Un signal qui impressionne plus qu'il ne prédit
Chaque fois que Bank of America déclenche son indicateur de vente, les marchés retiennent leur souffle. La réputation de l'outil est suffisamment établie pour que sa seule activation génère des manchettes alarmistes. Pourtant, l'historique depuis 2002 invite à la nuance : sur les 17 signaux déclenchés, les actions mondiales n'ont reculé en moyenne que de 2 à 3% dans les trois mois qui suivent. Ce n'est pas rien, mais ce n'est pas non plus le signal d'un effondrement imminent.

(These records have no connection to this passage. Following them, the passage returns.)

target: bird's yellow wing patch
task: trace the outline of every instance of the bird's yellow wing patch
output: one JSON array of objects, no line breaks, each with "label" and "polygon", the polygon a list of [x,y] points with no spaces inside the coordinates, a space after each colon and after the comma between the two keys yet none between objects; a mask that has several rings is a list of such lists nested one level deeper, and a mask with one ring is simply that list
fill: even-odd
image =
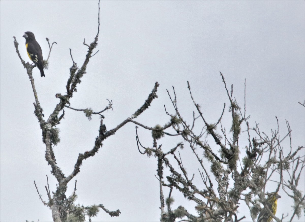
[{"label": "bird's yellow wing patch", "polygon": [[[27,55],[29,56],[29,58],[31,60],[31,61],[32,61],[33,60],[32,60],[32,58],[31,58],[31,56],[30,55],[30,53],[29,53],[29,52],[27,51],[27,45],[28,44],[28,43],[27,43],[25,44],[25,47],[27,48]],[[32,54],[32,56],[33,55]]]}]

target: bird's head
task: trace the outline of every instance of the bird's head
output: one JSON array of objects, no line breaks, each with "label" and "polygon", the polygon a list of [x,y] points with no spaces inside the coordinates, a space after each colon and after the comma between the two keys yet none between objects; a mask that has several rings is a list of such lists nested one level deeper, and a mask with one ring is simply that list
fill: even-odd
[{"label": "bird's head", "polygon": [[26,39],[28,40],[34,40],[35,39],[35,36],[34,35],[34,33],[32,32],[26,32],[22,36],[22,37],[25,38]]}]

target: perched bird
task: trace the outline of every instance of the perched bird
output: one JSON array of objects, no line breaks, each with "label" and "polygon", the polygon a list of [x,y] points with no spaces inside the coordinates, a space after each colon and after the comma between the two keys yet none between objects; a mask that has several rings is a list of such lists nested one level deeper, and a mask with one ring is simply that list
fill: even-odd
[{"label": "perched bird", "polygon": [[[272,193],[267,199],[266,206],[271,211],[273,214],[276,213],[276,208],[278,206],[278,199],[281,197],[277,193]],[[272,217],[267,211],[265,207],[261,210],[257,218],[257,222],[270,222],[272,220]]]},{"label": "perched bird", "polygon": [[27,55],[40,71],[40,76],[45,77],[43,72],[42,51],[40,46],[35,39],[34,33],[32,32],[26,32],[22,37],[25,38],[25,47]]}]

La distinction entre indicateur de risque et outil de timing est ici centrale. Un indicateur de risque dit que les conditions sont dégradées, que la probabilité d'un accident est plus élevée que d'ordinaire. Un outil de timing dirait quand vendre et quand racheter. BofA propose le premier, pas le second. Confondre les deux, c'est s'exposer à des décisions mal calibrées.
La queue de distribution, le vrai danger
La moyenne de 2 à 3% masque une dispersion importante. Le repli maximal observé peut atteindre 15 à 20%, selon l'analyse relayée par Cardano Capital. C'est la queue de distribution qui justifie l'attention portée au signal : non pas parce qu'il annonce systématiquement un krach, mais parce qu'il signale une fenêtre où les gros accidents sont statistiquement plus probables.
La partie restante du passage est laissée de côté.